A West Bengal court Tuesday extended by three days the police custody of six Advanced Medicare & Research Institute (AMRI) Hospital directors facing trial in connection with the devastating fire in the medical facility that left 93 people dead.
“In the interest of justice and for the purposes of investigation, this court thinks fit to extend the police custody of accused No.1 to 6 (AMRI directors) till Dec 23,” read the order of Chief Judicial Magistrate, Alipore Court (South 24 Parganas) Chowdhury Hefazat Karim.
In case of the seventh accused director, R.S. Agarwal, the court asked the state-run SSKM hospital to submit his medical report by Wednesday when he is slated to be produced before the court.
Agarwal got himself admitted to a private hospital where he was kept under arrest since the Dec 9 fire.
On Monday, he was brought to the court premises for production before the judge, but pleaded he was unwell and could not attend court.
The judge went to the ambulance to speak to him before directing that he be admitted in the state-run SSKM Hospital for thorough check up by a medical board of five doctors.
The medical board which was to submit a health report of Agarwal Tuesday failed to produce it during the court hours.
The six directors of the hospital, including Shrachi Group chairman S.K. Todi and his counterpart in the Emami Group R.S. Goenka, were nabbed hours after the fire Dec 9 in South Kolkata’s Dhakuria area and remanded in ten days’ police custody by the Alipore chief judicial magistrate’s court.
Moving bail petition for the accused, defence counsels Amitava Ganguly and Ashok Mukherjee contended that the accused being directors were not involved in the daily affairs of the hospital, and as such cannot be held directly liable.
They pleaded that the statements of the accused, basing upon which the prosecution was demanding their custody, were extra-judicial and not admissible in court.
The defence also argued that the case does not attract the provisions of section 304 (II), Indian Penal Code (IPC) – culpable homicide not amounting to murder.
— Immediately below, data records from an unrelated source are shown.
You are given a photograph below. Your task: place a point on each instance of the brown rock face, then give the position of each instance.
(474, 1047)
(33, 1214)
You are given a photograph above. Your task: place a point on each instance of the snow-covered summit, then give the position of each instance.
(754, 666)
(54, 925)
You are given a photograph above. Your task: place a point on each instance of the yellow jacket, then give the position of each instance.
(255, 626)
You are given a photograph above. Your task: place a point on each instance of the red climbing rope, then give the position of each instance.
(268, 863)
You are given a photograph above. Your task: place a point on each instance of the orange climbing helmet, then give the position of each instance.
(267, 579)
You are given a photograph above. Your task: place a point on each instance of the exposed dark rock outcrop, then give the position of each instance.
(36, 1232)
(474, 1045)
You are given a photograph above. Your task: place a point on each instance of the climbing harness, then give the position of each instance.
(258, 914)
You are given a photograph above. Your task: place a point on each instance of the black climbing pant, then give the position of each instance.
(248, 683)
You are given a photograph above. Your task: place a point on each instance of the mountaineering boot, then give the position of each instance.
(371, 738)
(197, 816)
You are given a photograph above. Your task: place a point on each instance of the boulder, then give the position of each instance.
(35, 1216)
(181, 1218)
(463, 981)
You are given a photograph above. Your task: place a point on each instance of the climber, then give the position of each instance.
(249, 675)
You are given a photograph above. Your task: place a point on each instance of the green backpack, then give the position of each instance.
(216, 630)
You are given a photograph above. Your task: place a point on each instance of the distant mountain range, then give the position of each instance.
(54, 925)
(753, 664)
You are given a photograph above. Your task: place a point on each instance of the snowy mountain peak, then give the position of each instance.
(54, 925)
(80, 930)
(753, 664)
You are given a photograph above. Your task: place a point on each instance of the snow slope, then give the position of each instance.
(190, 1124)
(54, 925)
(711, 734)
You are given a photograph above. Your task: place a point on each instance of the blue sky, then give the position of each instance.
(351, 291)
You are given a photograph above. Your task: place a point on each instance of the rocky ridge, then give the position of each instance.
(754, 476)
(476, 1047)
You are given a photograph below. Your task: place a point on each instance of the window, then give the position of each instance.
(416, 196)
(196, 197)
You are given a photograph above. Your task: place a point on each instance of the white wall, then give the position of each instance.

But it attracts relevant provisions of the Fire Services Act and section 304 A IPC, all of which are bailable offences.
The defence counsel further pleaded that the directors being only a part of the hospital administration did not have ‘mens rea’ (guilty mind), a prerequisite for establishing culpability.
“If a man driving a car meets with an accident due to brake failure and dies, should the directors of the car maker be held responsible for the death,” argued Mukherjee.
Appearing for the state, Kalyan Banerjee quoted statements of the accused and witnesses and produced investigation reports to prove his contention the directors were involved in daily affairs and acted negligently.
Quoting investigation reports, Banerjee said: “The directors in spite of being repeatedly informed about the lack of fire safety by their employees and the government, chose to ignore and remain adamant. This behaviour of the directors is sufficient enough to attract section 304 II.”
The prosecutor also argued that for the purpose of investigation it was essential that the accused be taken to the place of occurrence as such their custody needed to be extended.
The pre-dawn blaze at 3.30 a.m. in the high-cost hospital — co-founded by the Emami and Shrachi Groups along with the state government in 1996 — choked to death mostly critically ill patients — many of them in their sleep — and two nurses, while most doctors and other staffers were able to get away.